What was wrong with Knight & Day? Let’s start with that title. It has no bearing on anything. A better one would be Good Knight, as cheesy as that is it at least ties into the theme of the movie. But Knight & Day? Means nothing. As for that cast—Dano and Davis are completely wasted. Maybe somewhere there exists a draft of the script in which their characters contribute meaningfully to the film, but to spend the money on actors of that quality and then have them do so little—it’s wasteful. And at this point, if Sarsgaard shows up in a movie playing some type of law enforcement officer, I know straightaway he’s the bad guy.
As for Cruise and Diaz, well, it’s a wash. The chemistry is there and the combined energy from their megawatt smiles is enough to power a small city indefinitely, but the story is so weak they just don’t have enough to do. Cruise acts crazy, Diaz acts ditzy, and we all go home. I don’t think either of them are the greatest actors ever, but they are certainly better than that. But everything was so predictable, it was such paint-by-numbers filmmaking—extremely disappointing given this movie was directed by James Mangold of Walk the Line and 3:10 to Yuma fame—that at no point was I engaged with these characters. From the very first scene I knew exactly how the story would play out. Roy (Cruise) accidentally-on-purpose bumps into June (Diaz) at the airport. June later bumps into Roy. They will fall in love.
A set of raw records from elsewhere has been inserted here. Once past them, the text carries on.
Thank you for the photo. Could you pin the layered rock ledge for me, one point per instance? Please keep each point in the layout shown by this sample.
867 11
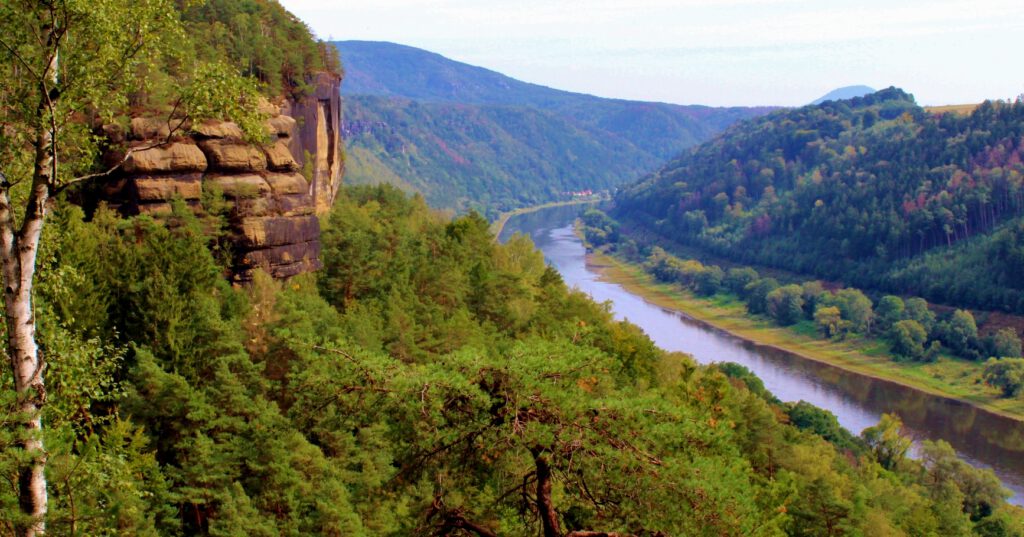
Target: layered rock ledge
274 191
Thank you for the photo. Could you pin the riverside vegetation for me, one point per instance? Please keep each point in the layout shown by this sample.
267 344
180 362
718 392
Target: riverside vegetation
468 137
873 192
427 381
894 338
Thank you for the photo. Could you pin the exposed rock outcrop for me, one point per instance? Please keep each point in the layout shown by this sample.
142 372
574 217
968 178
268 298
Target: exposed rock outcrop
275 191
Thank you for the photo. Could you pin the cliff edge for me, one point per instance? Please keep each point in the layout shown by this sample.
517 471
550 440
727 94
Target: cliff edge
274 191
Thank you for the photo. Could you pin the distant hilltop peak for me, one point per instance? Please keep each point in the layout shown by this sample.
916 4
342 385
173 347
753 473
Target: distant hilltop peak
845 92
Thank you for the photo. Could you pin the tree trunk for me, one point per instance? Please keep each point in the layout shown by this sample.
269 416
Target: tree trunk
17 257
545 505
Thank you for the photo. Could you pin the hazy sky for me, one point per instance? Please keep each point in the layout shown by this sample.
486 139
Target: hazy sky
709 51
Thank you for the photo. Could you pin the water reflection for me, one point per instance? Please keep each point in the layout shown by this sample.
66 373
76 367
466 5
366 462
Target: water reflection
981 438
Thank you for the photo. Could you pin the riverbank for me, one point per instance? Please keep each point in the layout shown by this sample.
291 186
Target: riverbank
498 225
947 377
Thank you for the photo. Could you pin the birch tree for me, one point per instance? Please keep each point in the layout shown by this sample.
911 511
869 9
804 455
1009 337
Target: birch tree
68 67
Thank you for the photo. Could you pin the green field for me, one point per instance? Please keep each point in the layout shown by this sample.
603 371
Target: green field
948 376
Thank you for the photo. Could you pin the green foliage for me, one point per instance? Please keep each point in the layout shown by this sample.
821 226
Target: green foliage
757 294
467 137
1006 343
890 310
737 279
425 374
887 442
873 192
785 304
823 423
829 321
598 228
1006 374
908 339
261 40
960 333
855 307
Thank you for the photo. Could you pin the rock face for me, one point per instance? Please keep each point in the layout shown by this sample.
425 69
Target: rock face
274 191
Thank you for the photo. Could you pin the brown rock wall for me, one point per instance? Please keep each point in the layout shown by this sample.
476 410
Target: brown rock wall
167 158
272 208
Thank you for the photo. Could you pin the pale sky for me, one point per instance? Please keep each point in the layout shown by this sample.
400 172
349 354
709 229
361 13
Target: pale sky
719 52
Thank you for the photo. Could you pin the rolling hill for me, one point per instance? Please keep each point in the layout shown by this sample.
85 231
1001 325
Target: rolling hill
875 192
844 93
469 137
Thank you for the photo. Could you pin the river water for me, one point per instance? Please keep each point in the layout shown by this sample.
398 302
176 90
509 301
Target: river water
980 438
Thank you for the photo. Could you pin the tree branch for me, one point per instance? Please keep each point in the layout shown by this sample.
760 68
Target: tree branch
19 58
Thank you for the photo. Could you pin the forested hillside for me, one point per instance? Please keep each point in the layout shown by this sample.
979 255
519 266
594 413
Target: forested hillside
429 381
873 192
473 137
486 157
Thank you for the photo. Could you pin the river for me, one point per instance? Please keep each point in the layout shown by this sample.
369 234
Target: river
980 438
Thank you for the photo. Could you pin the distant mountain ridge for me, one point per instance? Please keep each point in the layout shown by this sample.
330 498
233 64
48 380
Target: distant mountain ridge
845 93
467 136
873 192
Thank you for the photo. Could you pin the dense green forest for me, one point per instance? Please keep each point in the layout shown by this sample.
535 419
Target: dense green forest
873 192
429 381
491 158
913 330
469 137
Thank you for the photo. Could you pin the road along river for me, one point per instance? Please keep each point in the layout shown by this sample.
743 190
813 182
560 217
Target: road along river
980 438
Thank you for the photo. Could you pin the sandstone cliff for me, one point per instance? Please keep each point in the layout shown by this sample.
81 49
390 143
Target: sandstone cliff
274 191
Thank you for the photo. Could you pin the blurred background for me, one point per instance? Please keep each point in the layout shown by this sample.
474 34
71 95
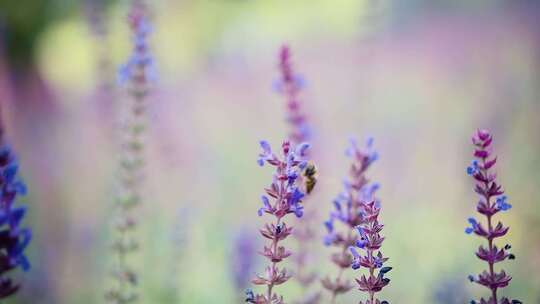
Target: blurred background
420 76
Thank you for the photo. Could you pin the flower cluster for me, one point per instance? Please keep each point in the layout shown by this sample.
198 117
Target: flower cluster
355 208
284 196
492 201
13 237
136 71
289 85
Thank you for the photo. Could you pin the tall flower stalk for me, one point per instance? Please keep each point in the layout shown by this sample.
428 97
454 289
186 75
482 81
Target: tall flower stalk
355 209
135 74
14 238
290 85
492 201
283 196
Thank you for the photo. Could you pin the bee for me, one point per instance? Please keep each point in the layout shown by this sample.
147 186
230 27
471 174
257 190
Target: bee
310 177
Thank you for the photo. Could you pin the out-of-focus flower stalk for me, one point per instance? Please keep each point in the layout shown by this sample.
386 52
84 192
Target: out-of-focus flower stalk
492 201
285 198
136 75
13 237
243 258
104 71
290 85
356 208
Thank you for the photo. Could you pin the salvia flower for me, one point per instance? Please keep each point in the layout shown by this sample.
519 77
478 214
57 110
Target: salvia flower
492 201
283 197
290 86
136 75
14 238
349 222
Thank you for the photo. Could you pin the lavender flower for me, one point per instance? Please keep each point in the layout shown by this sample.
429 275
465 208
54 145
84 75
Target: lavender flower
137 73
13 237
356 208
488 189
284 196
290 85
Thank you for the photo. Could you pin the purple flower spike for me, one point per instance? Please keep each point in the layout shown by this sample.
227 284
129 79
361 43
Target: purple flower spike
491 202
14 238
357 209
137 74
290 86
286 194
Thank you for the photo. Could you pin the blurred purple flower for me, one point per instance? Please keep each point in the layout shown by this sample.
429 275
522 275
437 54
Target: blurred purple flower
13 238
357 209
243 258
138 73
487 188
289 85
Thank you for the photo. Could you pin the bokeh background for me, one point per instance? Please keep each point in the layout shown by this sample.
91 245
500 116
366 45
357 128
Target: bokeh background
420 76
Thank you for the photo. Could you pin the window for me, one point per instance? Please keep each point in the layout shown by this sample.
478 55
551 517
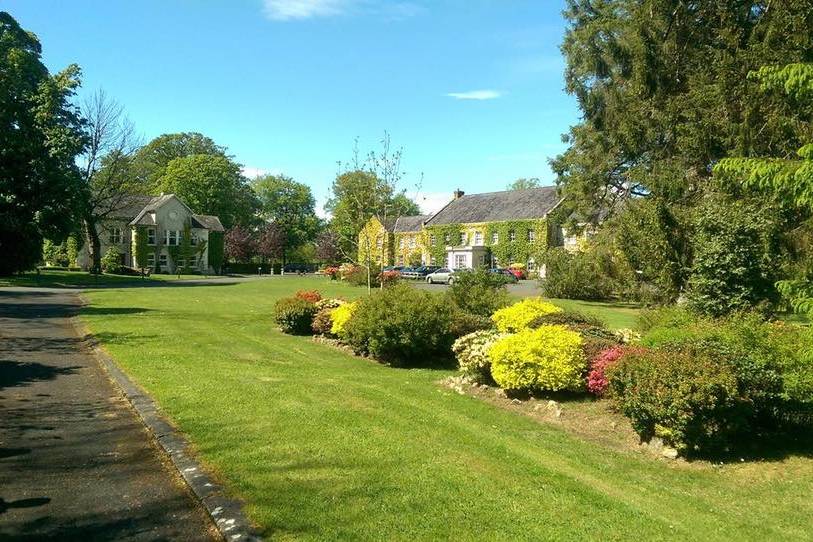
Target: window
115 236
171 237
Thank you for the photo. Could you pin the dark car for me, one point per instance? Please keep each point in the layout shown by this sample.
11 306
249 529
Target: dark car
505 275
422 271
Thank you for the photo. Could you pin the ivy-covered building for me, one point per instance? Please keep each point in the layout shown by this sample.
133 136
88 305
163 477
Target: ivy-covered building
162 234
494 228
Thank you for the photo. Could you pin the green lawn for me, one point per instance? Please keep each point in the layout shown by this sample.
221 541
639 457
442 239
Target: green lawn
323 445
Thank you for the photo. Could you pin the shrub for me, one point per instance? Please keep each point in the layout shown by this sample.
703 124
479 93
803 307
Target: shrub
311 296
323 322
547 358
340 316
388 278
522 315
471 352
578 275
111 261
689 401
479 292
597 378
401 325
329 303
294 315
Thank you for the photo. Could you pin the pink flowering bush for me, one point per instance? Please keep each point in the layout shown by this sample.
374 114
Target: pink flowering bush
597 379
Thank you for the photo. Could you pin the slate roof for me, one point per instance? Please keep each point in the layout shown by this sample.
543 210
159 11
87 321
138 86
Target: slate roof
209 222
410 223
498 206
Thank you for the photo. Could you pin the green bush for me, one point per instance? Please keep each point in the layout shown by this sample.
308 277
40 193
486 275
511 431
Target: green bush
690 401
294 315
479 292
523 314
402 326
471 352
111 261
578 275
736 255
547 358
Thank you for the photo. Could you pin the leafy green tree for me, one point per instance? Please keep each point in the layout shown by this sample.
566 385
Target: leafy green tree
663 92
788 179
210 184
151 161
290 206
40 139
524 183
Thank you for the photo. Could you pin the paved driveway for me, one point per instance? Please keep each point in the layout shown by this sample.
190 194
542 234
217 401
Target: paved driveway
75 461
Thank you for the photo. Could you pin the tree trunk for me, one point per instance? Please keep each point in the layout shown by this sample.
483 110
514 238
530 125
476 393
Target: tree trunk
94 245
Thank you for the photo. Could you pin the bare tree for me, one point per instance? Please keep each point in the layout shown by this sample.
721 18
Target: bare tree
108 184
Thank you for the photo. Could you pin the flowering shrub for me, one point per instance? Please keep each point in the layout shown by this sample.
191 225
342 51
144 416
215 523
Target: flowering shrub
471 352
403 326
294 315
522 315
309 295
388 278
339 317
547 358
331 271
323 322
329 303
597 379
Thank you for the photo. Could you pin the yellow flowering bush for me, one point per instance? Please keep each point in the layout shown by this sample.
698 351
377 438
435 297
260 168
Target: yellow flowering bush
548 358
521 315
340 316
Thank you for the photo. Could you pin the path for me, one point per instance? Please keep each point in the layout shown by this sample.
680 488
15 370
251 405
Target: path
75 461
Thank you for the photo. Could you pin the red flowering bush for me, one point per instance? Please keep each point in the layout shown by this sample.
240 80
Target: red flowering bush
597 379
309 295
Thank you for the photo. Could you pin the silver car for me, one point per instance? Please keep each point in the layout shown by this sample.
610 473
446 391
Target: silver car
441 276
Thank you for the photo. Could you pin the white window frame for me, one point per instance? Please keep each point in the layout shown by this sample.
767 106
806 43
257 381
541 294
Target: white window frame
116 236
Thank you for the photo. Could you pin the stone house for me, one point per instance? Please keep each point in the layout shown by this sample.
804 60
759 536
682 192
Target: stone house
174 236
494 228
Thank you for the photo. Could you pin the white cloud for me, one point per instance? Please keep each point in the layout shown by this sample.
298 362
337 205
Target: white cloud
286 10
475 95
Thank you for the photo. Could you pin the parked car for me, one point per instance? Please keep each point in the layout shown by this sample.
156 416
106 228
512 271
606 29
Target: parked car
505 274
443 275
424 270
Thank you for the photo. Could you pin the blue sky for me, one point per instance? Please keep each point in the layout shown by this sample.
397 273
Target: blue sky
471 89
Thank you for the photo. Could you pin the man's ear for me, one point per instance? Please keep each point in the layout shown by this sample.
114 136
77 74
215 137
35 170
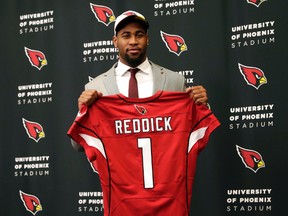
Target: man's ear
114 39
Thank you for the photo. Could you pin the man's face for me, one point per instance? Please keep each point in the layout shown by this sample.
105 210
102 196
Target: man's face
132 41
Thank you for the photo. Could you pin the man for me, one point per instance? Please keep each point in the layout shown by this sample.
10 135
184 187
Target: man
144 148
131 38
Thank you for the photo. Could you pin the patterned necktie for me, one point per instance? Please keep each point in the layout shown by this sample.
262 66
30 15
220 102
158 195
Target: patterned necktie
133 87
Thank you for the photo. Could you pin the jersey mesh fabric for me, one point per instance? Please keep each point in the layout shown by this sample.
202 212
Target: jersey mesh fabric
144 150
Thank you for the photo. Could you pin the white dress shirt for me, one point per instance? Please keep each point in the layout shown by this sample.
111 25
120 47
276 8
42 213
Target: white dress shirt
144 79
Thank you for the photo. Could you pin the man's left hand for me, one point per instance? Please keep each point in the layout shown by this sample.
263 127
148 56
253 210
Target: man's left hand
198 94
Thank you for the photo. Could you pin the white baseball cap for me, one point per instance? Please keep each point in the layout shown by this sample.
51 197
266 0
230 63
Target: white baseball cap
129 16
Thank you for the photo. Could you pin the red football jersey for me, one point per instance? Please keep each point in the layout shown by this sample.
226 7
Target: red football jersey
144 150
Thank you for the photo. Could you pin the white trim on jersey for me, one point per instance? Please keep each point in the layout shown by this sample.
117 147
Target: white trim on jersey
195 136
94 142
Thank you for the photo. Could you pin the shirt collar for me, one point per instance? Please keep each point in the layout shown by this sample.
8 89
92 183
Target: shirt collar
121 68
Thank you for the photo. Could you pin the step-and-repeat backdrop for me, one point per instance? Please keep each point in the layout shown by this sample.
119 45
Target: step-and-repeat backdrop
237 49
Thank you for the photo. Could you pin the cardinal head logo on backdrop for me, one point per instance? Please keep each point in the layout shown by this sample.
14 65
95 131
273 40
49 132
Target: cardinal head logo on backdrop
256 2
33 129
250 158
31 202
174 43
103 14
36 58
253 76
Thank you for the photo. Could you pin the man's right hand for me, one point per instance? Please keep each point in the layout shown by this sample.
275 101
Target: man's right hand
88 97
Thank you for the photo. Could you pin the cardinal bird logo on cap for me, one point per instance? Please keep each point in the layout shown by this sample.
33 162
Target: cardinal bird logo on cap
33 129
251 159
256 2
252 75
174 43
142 110
36 58
31 202
103 14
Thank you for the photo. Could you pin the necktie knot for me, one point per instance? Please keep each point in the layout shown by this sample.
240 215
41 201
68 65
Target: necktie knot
133 86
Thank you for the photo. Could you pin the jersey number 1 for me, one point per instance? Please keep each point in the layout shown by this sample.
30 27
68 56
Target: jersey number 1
145 145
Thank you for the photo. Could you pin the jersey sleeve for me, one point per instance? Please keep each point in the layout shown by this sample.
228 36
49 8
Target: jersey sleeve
84 133
204 123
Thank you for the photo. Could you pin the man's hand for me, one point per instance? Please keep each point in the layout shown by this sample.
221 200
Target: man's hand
198 94
88 97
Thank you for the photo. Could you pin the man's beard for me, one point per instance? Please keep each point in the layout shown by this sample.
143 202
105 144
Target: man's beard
134 62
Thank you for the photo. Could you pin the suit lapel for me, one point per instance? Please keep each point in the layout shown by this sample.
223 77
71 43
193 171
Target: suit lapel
109 81
159 77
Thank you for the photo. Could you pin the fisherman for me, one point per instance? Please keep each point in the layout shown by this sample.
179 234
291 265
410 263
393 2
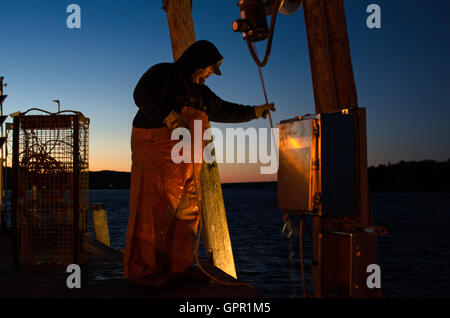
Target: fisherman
165 196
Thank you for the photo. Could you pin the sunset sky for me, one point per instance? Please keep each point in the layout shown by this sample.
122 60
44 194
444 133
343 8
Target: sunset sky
401 70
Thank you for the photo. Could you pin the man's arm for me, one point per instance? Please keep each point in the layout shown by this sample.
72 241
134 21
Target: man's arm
222 111
152 93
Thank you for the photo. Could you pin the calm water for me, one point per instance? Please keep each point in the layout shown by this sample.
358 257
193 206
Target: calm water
414 256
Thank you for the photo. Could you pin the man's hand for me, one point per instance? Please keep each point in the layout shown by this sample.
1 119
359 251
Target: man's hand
263 110
175 120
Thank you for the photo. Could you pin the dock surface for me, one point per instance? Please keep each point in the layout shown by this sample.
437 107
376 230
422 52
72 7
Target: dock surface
102 277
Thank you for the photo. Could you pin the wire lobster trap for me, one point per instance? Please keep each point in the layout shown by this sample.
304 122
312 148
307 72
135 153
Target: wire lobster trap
50 195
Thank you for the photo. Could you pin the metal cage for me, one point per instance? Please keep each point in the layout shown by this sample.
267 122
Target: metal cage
50 195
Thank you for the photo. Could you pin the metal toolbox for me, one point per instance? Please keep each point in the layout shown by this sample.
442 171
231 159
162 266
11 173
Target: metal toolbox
317 164
345 260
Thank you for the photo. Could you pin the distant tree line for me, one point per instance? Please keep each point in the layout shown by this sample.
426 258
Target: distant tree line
411 176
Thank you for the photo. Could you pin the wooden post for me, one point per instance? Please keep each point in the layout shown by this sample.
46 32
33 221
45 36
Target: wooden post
215 230
334 89
329 52
100 221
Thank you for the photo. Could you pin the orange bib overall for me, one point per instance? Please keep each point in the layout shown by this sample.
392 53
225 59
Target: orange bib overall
164 202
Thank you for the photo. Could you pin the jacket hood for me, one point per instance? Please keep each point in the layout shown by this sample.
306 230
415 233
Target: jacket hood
199 55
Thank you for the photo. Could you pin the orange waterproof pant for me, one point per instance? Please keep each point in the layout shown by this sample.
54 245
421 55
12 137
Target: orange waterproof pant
164 202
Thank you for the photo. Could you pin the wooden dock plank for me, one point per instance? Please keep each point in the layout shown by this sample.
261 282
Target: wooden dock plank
102 277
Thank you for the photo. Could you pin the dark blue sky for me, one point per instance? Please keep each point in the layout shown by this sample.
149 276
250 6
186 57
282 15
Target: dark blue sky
401 70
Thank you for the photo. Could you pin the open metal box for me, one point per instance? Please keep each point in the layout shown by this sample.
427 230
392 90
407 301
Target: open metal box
317 164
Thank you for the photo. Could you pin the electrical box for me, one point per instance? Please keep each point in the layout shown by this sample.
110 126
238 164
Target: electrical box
346 257
317 164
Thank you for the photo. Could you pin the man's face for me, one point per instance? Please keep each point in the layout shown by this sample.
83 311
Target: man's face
200 75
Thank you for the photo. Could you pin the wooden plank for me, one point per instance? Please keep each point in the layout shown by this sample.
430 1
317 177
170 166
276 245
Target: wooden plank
329 51
100 222
181 25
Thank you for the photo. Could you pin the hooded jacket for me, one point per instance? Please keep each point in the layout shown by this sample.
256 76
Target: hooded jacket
169 86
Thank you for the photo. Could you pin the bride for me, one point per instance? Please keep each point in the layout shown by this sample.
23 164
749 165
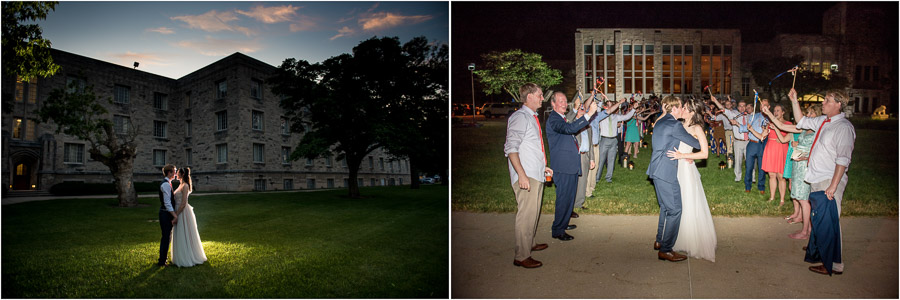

Roy and June are on the same flight with only six other passengers, all shifty looking men. Roy will beat them up. The plane crashes and Roy saves June, then warns her against the government. Roy is on the lam. Roy kidnaps June but then June decides Roy is safer than the government agents sent to protect her. They will reveal the cover up. Roy shows June a self-defense move. June will beat the shit out of a bad guy. The whole movie is like that. For each action, you know the result long before it occurs. At the point that June describes her road trip pipedream, I literally knew the EXACT ending of the movie. It’s like a plug and play script or something. Insert cliché, get result.
Finally, Knight & Day committed the greatest sin possible in film. It harkened back to a beloved classic and then shat all over that classic’s memory. Throughout the movie I was strongly reminded of Hitchcock’s To Catch a Thief, the 1955 whodunit spy thriller with Cary Grant and Grace Kelly. And not in a bad way! Knight & Day, had it abandoned its predictability and inherent laziness, could have been a neat update of To Catch a Thief. You have the attractive lead couple, the jet-set locales, the spy story—it was all there. But it was wasted. Where To Catch a Thief used the French Riviera and Monaco to create a glamorous world we want to be part of, Knight & Day didn’t spend enough time in any one of its Fabulous Locales for us to fall in love with any of them. It was like taking a Fodor’s Guide trip through Europe. And the story was too predictable and the characters too thin for an audience to really care about what becomes of Roy and June. From the first frame you know what will happen to them, where in To Catch a Thief you really wonder if Robie (Grant) is going to pull it off and have his happily ever after with Frances (Kelly). But in Knight & Day this is never in question. You know Roy will succeed because he is played by Tom Cruise and Tom Cruise never fails. Except for recently at the box office. With a budget of $117 million and opening-weekend box office of just $20 million, Knight & Day was not the triumphant return for which Cruise was hoping.